Need an example of RV with a mean and no second moment

Question

An example like the t-distribution with 2 degrees of freedom would not suffice as the second moment exists but equals inf.

Answer 1

I think there is a confusion due to the fact that the distribution $t(1)$ ($t$ with 1 degree of freedom) has no mean, even if you accept values in $\overline{\mathbb R} = \mathbb R \cup \{ -\infty, +\infty \}$.

An indefinite integral like $$ E(X) = \int_{-\infty}^{+\infty} x f(x) \mathrm dx $$ is defined as the sum of the two following limits: $$ \int_0^{+\infty} x f(x) \mathrm dx = \lim_{T\rightarrow+\infty} \int_0^T x f(x) \mathrm dx, $$ $$ \int_{-\infty}^0 x f(x) \mathrm dx = \lim_{T\rightarrow-\infty} \int_T^0 x f(x) \mathrm dx.$$ If both limits are finite, it is well defined.

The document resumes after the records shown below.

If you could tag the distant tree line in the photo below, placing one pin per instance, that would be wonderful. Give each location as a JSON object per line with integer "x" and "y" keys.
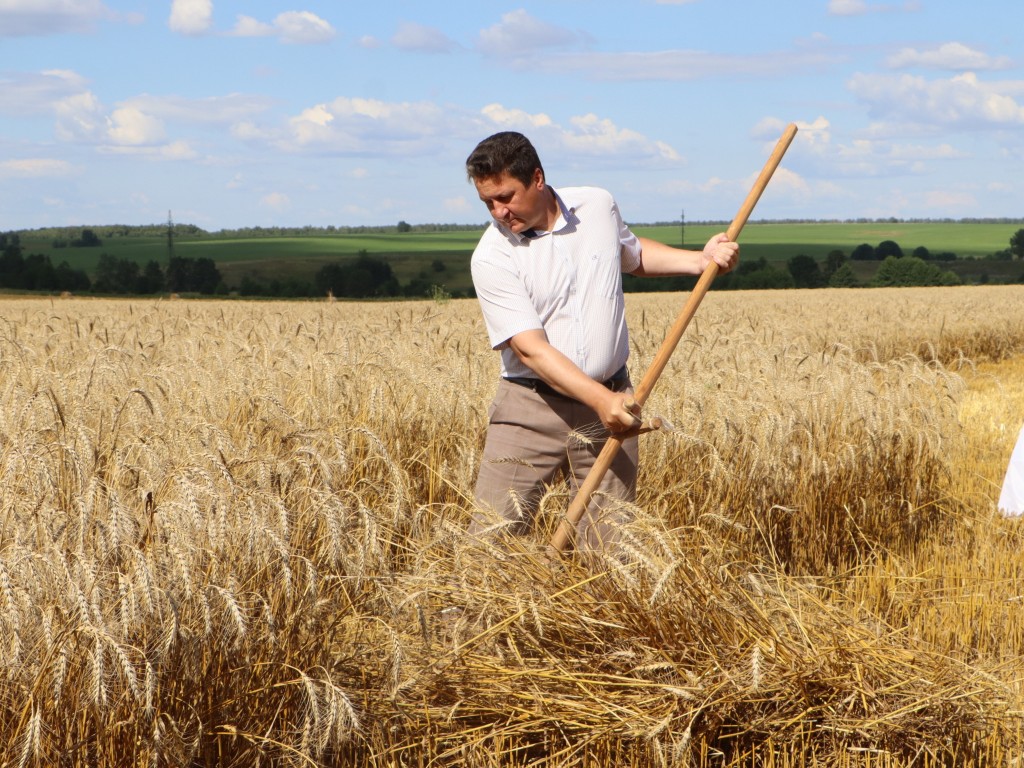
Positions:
{"x": 364, "y": 278}
{"x": 367, "y": 276}
{"x": 801, "y": 270}
{"x": 113, "y": 274}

As $f(x)$ is a density, it is non-negative, and a $x f(x)$ has constant sign on $(-\infty,0]$ and $[0,\infty)$, hence if you accept values in $\overline{\mathbb R}$, it is possible to have infinite limits $ \int_0^{+\infty} x f(x) \mathrm dx = +\infty$ and $\int_{-\infty}^0 x f(x) \mathrm dx = -\infty$. If both are infinite then their sum is indefinite, even if you accept infinite values.

Concretely, on the following picture (graph of $xf(x)$ with $f$ the density of the $t$-distribution with one df) the positive ane negative areas are infinite, so their sum is indefinite.

However when dealing with the second moment $$ E\left( X^2 \right) = \int_{-\infty}^{+\infty} x^2 f(x) \mathrm dx,$$ as we have $x^2 f(x) \ge 0$ for all $x$, if the limits $$ \int_0^{+\infty} x^2 f(x) \mathrm dx = \lim_{T\rightarrow+\infty} \int_0^T x^2 f(x) \mathrm dx, $$ $$ \int_{-\infty}^0 x^2 f(x) \mathrm dx = \lim_{T\rightarrow-\infty} \int_T^0 x^2 f(x) \mathrm dx,$$ are not finite, they necessarily go to $+\infty$, hence either $E\left(X^2\right)$ is finite, or it is $+\infty$ if you accept values in $\overline{\mathbb R}$.

Concretely, the area under a curve which is always in the upper half plane is always defined in $\mathbb R \cup \{+\infty\}$. On the following picture (graph of $x^2 f(x)$ with $f$ the density of the $t$ distribution with 2 df), it is infinite.

Answer 2

The Holtsmark distribution ?